2) Forking. Like the Ruby Resque implementation, we could have a "leader" process which gets the job from Redis, and a "follower" process which actually works the job. The "leader" can watch for "follower" failures, and act accordingly. This will be slower and consume more RAM. This will create havock with any higher-level process management.
3) Timing. We could implement a "maxJobWorkingTime". If a worker crashes, the payload of the job is stored in Redis. After a certain amount of time, another worker can check Redis for "all workers which started working over 24 hours ago", note them as failed, and clean them up. This won't cause the process issues the other solutions would, but it creates a very long cycle time before noticing anything is wrong. It also breaks any retry/backoff plugins.
4) We could just not care. If your process crashes/creates an exception, the job is lost forever. I hope you have good logs!
I'm leaning to .4 right now (just don't care). The higher-level process which uses node-resque
can handle errors in their own way. We can suggest that folks use the worker.fail(worker.job)
method to call on exceptions, but that would the paren't application's job to implement.

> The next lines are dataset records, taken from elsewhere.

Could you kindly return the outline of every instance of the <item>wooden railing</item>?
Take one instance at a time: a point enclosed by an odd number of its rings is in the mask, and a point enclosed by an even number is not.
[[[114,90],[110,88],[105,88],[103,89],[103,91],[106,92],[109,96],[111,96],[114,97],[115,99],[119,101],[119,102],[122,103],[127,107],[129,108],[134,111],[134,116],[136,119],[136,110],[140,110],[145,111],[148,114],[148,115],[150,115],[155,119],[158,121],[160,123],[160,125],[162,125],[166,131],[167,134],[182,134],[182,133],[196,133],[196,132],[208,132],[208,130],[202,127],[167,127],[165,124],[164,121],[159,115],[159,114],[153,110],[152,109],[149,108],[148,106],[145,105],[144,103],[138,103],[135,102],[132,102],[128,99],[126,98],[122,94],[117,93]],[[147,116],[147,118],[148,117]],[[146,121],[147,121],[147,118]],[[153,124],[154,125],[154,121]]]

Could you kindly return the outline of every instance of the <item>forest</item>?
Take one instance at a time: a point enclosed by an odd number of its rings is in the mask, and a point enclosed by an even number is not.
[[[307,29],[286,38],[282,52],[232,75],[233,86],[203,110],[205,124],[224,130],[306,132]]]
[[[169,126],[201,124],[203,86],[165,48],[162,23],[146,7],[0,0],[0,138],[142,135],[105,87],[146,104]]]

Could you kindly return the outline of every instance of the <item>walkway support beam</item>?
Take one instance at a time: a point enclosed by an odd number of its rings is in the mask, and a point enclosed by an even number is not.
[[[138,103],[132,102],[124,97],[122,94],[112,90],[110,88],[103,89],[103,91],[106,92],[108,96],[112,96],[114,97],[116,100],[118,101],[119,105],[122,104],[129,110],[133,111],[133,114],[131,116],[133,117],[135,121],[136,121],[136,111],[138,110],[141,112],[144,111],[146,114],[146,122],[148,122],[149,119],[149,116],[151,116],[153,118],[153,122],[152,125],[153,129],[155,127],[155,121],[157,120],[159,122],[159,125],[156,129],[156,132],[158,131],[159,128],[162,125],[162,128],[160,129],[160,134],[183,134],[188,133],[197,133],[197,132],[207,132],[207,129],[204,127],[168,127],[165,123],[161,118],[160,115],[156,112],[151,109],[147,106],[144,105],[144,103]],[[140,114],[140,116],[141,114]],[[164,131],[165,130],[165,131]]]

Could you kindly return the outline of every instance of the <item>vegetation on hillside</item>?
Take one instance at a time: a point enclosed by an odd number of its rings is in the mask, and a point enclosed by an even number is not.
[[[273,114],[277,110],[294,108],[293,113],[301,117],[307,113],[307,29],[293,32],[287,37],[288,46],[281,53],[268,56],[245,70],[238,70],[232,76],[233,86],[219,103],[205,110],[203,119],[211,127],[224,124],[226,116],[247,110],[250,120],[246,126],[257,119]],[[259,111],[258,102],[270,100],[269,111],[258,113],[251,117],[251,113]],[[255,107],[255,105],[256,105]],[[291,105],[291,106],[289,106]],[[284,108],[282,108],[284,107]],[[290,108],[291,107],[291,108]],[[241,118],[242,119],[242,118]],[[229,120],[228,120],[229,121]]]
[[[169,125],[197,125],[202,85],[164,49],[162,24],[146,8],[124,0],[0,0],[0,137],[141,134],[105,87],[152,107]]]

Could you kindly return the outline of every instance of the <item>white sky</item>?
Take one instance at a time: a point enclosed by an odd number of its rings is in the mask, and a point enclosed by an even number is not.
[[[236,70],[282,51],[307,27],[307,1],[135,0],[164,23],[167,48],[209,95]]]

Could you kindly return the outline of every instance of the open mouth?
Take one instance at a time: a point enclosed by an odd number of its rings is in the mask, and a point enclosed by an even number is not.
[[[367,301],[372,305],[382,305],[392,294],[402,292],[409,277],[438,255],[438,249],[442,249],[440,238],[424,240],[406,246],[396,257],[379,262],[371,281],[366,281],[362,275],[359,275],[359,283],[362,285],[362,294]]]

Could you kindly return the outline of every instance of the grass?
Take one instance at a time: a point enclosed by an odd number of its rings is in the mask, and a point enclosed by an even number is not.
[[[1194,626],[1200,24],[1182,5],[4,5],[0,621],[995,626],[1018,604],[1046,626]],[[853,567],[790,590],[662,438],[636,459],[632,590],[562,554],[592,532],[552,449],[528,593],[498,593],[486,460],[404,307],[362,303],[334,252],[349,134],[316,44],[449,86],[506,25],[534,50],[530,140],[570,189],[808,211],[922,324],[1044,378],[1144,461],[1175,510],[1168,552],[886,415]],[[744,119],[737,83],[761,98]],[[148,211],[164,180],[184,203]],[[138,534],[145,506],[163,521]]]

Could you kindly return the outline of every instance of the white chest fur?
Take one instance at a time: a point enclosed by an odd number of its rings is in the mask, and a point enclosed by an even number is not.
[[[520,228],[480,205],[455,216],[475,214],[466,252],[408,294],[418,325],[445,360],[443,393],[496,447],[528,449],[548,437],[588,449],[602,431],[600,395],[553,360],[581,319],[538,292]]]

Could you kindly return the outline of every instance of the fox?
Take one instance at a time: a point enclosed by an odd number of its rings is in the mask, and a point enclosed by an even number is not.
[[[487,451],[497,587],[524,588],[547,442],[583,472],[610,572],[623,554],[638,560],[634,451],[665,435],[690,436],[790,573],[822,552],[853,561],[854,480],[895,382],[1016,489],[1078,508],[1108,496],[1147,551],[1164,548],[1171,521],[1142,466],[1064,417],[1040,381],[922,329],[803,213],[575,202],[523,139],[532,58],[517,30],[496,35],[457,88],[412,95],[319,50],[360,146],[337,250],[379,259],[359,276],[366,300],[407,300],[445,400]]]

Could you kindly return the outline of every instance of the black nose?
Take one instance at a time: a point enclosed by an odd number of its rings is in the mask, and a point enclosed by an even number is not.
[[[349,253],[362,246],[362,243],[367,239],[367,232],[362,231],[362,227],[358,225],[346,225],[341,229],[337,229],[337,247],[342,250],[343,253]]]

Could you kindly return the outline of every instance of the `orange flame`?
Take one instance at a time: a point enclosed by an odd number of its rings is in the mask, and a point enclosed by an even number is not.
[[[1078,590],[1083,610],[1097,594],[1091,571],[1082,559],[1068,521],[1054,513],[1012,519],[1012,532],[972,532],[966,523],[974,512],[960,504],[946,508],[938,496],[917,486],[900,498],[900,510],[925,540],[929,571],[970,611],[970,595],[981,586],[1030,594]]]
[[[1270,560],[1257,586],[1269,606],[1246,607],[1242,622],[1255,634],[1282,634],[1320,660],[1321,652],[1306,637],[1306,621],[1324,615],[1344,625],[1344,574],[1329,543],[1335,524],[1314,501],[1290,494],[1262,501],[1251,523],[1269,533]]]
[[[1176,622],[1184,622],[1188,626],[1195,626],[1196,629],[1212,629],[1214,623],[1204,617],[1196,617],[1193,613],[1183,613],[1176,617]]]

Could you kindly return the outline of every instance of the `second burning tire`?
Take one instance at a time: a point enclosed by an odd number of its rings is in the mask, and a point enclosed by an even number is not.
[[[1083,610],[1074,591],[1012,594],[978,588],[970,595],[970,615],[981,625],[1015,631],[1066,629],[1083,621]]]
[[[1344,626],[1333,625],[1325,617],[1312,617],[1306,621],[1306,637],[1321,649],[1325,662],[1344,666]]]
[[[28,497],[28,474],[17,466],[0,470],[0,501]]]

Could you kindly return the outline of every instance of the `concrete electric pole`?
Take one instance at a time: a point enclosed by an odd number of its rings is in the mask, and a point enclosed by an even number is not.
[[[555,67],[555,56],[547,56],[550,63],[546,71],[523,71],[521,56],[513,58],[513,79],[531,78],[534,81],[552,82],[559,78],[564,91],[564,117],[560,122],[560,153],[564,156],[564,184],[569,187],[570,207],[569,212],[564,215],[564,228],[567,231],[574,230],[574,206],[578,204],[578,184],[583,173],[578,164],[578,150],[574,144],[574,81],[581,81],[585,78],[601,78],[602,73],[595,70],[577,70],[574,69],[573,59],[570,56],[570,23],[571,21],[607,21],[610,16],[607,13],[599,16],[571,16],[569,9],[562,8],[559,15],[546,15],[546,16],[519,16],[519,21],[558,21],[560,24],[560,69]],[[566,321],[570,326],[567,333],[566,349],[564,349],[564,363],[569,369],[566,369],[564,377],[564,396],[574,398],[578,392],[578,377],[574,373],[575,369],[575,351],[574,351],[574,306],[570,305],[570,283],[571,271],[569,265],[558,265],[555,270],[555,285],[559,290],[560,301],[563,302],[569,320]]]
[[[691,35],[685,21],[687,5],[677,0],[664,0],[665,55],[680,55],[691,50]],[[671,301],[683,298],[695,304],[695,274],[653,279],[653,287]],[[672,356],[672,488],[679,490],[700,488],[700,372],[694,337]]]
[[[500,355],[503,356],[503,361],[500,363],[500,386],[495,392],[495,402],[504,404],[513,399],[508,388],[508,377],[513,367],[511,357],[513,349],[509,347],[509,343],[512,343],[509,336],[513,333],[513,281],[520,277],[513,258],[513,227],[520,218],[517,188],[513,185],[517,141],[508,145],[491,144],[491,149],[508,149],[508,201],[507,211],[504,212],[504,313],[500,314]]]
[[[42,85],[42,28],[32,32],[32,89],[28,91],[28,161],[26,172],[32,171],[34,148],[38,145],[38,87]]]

I see - it is an interesting problem. It is particularly amusing that the module was deprecated and the Node people still haven't come up with a solution. :)
.1 and .3 suck ;)
.2 would be the way to do it if you want to guarantee that the spec is followed. It will be slower (and consume more memory) since you can only pass job by value to the child process. "Slower" might not be important since in real life the job callback may take much longer in comparison, but the extra memory may be more problematic if there are huge jobs. Then again, if there's nothing to stop one running a second set of processes on a different box in that situation.
.4 is for grown-ups - burden is on the user to take responsibility for their own crashes. It is the option I would chose if I was writing the module for myself since I am very much of the "crash on unexpected error" school of thought but you're in the best position to know your own user base. And yes, I have excellent logging, thank you for asking. ;)
I'm with you! I'm actually quite worried about .2 because you can't gaurnetee things are corrected properly. Say a job has to connect to mySQL and do something... it will be a real developer pain to build all thier connection logic into an "onFork" block.
I'm going ahead with .4 over here -> https://github.com/taskrabbit/node-resque/pull/167
Will be solved via https://github.com/taskrabbit/node-resque/pull/167
https://nodejs.org/api/domain.html